À frente desta iniciativa está Marisa Araújo, dinamizadora cultural e coordenadora do projeto CLDS em São Pedro do Sul, que vê neste encontro um ato de resistência, de memória e de celebração das tradições e da palavra. Nesta entrevista, fala-nos sobre o legado de José Pinho, o desafio de organizar um festival literário numa aldeia serrana e o que significa resistir hoje, através da literatura e da cultura.
A primeira edição foi dedicada a José Pinho, que ainda ajudou a lançar o festival. Que marcas dele continuam vivas nesta segunda edição?
Qualquer pessoa que tenha conhecido o José Pinho terá ficado inevitavelmente marcada por esse encontro. Aconteceu comigo e sinto-o a cada momento de antecipação e de idealização deste festival. Relembro mentalmente os conselhos, a generosidade com que acolheu de imediato esta ideia, mesmo estando já muito doente e da alegria que me passou, face a algo a começar. Essa frescura perante a vida, esse entusiasmo quase de menino, foram/são, profundamente inspiradores. E uma coisa: todas as edições o evocarão e homenagearão, assim o festival continue e eu também.
Escolheram “Resistir” como mote. O que significa, para ti, resistir hoje - no contexto da literatura, da cultura e da própria aldeia?
Comecemos pela aldeia e de como é, por si, um ato de resistência, habitar numa aldeia, num tempo em que tudo parece existir nas cidades. O dito “interior”, palavra repetida até ser abstração e não significar nada. Especialmente nesta altura do ano, em que os incêndios nos colocam na ordem do dia, aos habitantes ou “populares” do interior, como sempre dizem até à náusea nas notícias. Depois os incêndios passam e ficamos para trás na tal ordem do dia, enquanto olhamos, desolados, tudo o que ardeu. Só voltarão a lembrar-se de nós no próximo incêndio. E é (também) aí que entra a cultura, a literatura, a beleza, o poder das palavras, tudo o que nos salva, portanto. Para sermos lembrados por bons motivos, por tentarmos, por persistirmos, por resistirmos. Atravessamos tempos muito perigosos e muito estranhos. E a História ensina-nos que os primeiros (e últimos) resistentes foram/são sempre os artistas, os poetas, os filósofos. Este festival, organizado num lugar de resistência como é uma aldeia, quer lembrar isso mesmo e, ao mesmo tempo, dizer, orgulhosamente, que as aldeias também são lugares de interpelação, de pensamento, de criação, de vida interior.

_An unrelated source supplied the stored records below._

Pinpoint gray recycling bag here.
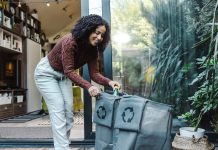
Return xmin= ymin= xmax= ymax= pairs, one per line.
xmin=93 ymin=93 xmax=120 ymax=150
xmin=94 ymin=93 xmax=172 ymax=150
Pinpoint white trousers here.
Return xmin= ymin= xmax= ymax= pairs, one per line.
xmin=34 ymin=57 xmax=73 ymax=150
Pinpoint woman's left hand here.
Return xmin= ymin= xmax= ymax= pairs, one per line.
xmin=109 ymin=81 xmax=121 ymax=90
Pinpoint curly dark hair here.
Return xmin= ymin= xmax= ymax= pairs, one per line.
xmin=71 ymin=14 xmax=110 ymax=52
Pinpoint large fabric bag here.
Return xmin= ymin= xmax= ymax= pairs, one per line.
xmin=94 ymin=93 xmax=172 ymax=150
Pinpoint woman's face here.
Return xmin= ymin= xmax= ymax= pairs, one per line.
xmin=89 ymin=25 xmax=106 ymax=46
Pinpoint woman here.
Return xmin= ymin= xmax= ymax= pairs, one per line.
xmin=35 ymin=15 xmax=120 ymax=150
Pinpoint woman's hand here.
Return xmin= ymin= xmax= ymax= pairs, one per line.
xmin=109 ymin=81 xmax=121 ymax=90
xmin=88 ymin=86 xmax=101 ymax=97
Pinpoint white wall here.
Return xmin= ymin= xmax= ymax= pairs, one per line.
xmin=26 ymin=39 xmax=42 ymax=112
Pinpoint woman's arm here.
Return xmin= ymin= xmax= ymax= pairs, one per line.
xmin=61 ymin=39 xmax=92 ymax=89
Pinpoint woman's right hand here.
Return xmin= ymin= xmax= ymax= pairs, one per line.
xmin=88 ymin=86 xmax=101 ymax=97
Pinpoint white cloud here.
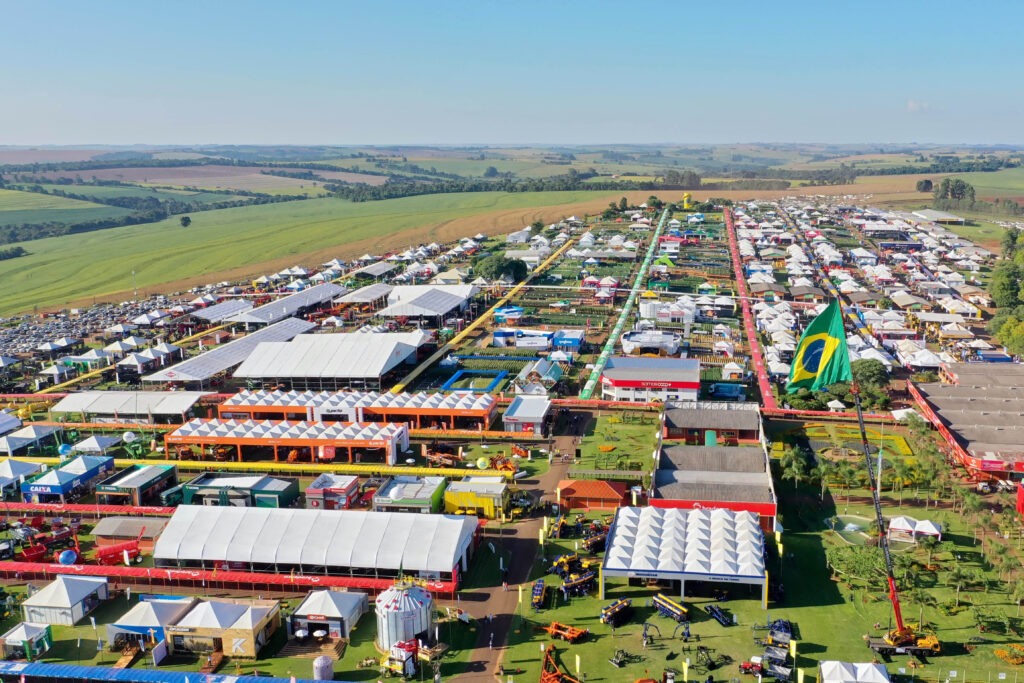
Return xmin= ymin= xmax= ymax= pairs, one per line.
xmin=906 ymin=99 xmax=932 ymax=114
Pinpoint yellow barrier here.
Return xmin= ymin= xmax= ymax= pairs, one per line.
xmin=18 ymin=458 xmax=513 ymax=479
xmin=391 ymin=240 xmax=575 ymax=393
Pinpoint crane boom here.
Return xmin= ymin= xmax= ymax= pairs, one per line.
xmin=851 ymin=384 xmax=913 ymax=638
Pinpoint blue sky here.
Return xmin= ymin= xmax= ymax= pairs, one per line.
xmin=0 ymin=0 xmax=1024 ymax=144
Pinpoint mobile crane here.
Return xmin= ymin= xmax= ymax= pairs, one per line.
xmin=852 ymin=384 xmax=942 ymax=657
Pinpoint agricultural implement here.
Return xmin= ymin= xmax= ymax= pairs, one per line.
xmin=705 ymin=605 xmax=732 ymax=626
xmin=601 ymin=598 xmax=633 ymax=626
xmin=529 ymin=579 xmax=548 ymax=611
xmin=562 ymin=571 xmax=597 ymax=598
xmin=540 ymin=645 xmax=580 ymax=683
xmin=541 ymin=622 xmax=590 ymax=643
xmin=653 ymin=593 xmax=689 ymax=624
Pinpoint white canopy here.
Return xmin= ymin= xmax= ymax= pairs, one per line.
xmin=22 ymin=574 xmax=106 ymax=607
xmin=818 ymin=660 xmax=889 ymax=683
xmin=153 ymin=505 xmax=477 ymax=572
xmin=604 ymin=507 xmax=765 ymax=585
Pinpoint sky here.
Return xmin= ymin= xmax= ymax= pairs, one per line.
xmin=0 ymin=0 xmax=1024 ymax=145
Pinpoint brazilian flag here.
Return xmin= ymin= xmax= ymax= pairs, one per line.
xmin=785 ymin=300 xmax=853 ymax=393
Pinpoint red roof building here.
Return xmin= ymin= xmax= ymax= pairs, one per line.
xmin=556 ymin=479 xmax=628 ymax=510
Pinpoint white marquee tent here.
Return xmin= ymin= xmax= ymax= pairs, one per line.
xmin=601 ymin=507 xmax=766 ymax=595
xmin=153 ymin=505 xmax=477 ymax=579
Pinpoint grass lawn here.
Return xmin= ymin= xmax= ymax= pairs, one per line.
xmin=0 ymin=191 xmax=622 ymax=314
xmin=578 ymin=411 xmax=659 ymax=471
xmin=0 ymin=189 xmax=131 ymax=228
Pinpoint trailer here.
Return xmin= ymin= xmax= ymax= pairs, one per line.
xmin=529 ymin=579 xmax=548 ymax=611
xmin=601 ymin=598 xmax=633 ymax=626
xmin=705 ymin=605 xmax=732 ymax=626
xmin=541 ymin=622 xmax=590 ymax=643
xmin=562 ymin=571 xmax=597 ymax=598
xmin=653 ymin=593 xmax=689 ymax=624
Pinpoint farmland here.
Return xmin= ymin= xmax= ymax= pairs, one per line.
xmin=0 ymin=191 xmax=642 ymax=314
xmin=0 ymin=189 xmax=131 ymax=225
xmin=29 ymin=165 xmax=327 ymax=196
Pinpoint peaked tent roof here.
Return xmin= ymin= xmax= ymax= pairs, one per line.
xmin=22 ymin=574 xmax=106 ymax=607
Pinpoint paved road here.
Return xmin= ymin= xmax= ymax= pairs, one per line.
xmin=453 ymin=440 xmax=584 ymax=683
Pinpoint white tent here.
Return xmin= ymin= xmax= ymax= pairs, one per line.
xmin=0 ymin=458 xmax=43 ymax=488
xmin=601 ymin=507 xmax=765 ymax=593
xmin=22 ymin=574 xmax=110 ymax=626
xmin=291 ymin=591 xmax=369 ymax=639
xmin=818 ymin=659 xmax=889 ymax=683
xmin=106 ymin=598 xmax=193 ymax=643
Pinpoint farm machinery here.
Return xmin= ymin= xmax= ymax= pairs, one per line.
xmin=653 ymin=593 xmax=690 ymax=624
xmin=541 ymin=622 xmax=590 ymax=643
xmin=852 ymin=384 xmax=942 ymax=657
xmin=540 ymin=645 xmax=580 ymax=683
xmin=601 ymin=598 xmax=633 ymax=627
xmin=529 ymin=579 xmax=548 ymax=611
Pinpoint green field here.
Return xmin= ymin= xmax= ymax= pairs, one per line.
xmin=949 ymin=168 xmax=1024 ymax=199
xmin=0 ymin=191 xmax=608 ymax=314
xmin=33 ymin=185 xmax=247 ymax=204
xmin=0 ymin=189 xmax=131 ymax=226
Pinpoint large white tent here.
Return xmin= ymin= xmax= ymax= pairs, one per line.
xmin=601 ymin=507 xmax=766 ymax=595
xmin=22 ymin=574 xmax=110 ymax=626
xmin=106 ymin=598 xmax=193 ymax=643
xmin=818 ymin=659 xmax=889 ymax=683
xmin=153 ymin=505 xmax=477 ymax=580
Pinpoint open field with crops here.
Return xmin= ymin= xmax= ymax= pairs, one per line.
xmin=28 ymin=165 xmax=326 ymax=195
xmin=0 ymin=191 xmax=655 ymax=314
xmin=31 ymin=184 xmax=247 ymax=204
xmin=0 ymin=189 xmax=131 ymax=225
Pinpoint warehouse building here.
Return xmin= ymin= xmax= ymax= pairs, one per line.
xmin=181 ymin=472 xmax=299 ymax=508
xmin=502 ymin=395 xmax=551 ymax=436
xmin=142 ymin=317 xmax=316 ymax=388
xmin=217 ymin=390 xmax=498 ymax=430
xmin=373 ymin=476 xmax=447 ymax=513
xmin=228 ymin=283 xmax=348 ymax=330
xmin=907 ymin=362 xmax=1024 ymax=479
xmin=601 ymin=356 xmax=700 ymax=403
xmin=164 ymin=420 xmax=409 ymax=465
xmin=650 ymin=443 xmax=778 ymax=531
xmin=234 ymin=331 xmax=432 ymax=391
xmin=664 ymin=401 xmax=764 ymax=445
xmin=153 ymin=506 xmax=478 ymax=583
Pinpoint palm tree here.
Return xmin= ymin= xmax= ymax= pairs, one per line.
xmin=910 ymin=588 xmax=938 ymax=630
xmin=810 ymin=457 xmax=836 ymax=501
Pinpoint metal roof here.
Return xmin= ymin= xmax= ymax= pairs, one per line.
xmin=234 ymin=332 xmax=429 ymax=379
xmin=153 ymin=506 xmax=477 ymax=572
xmin=335 ymin=283 xmax=394 ymax=303
xmin=142 ymin=317 xmax=316 ymax=382
xmin=230 ymin=283 xmax=347 ymax=325
xmin=168 ymin=419 xmax=408 ymax=441
xmin=603 ymin=507 xmax=765 ymax=583
xmin=188 ymin=299 xmax=253 ymax=323
xmin=50 ymin=391 xmax=209 ymax=415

Dizes que “fazer acontecer esta aventura rural é, por si só, um ato de resistência”. Que obstáculos práticos encontraste e como se transformaram em força para o festival?
Os principais obstáculos são muito elementares: a distância, as deslocações, os equipamentos necessários, entre outros detalhes que não vou enumerar. Mas diria que o principal obstáculo é interior, aquela voz que diz: não faças, é mais fácil projetar isto num espaço fechado e perto de tudo. Mas há aquele momento inqualificável em que todas essas dúvidas e medos interiores se transformam numa força sem nome que diz que é para avançarmos por valer mesmo a pena fazer acontecer isto.
A comunidade de Manhouce parece estar muito presente na preparação do festival, desde o pão ao bordado. Como é que consegues envolver as pessoas da aldeia neste projeto literário?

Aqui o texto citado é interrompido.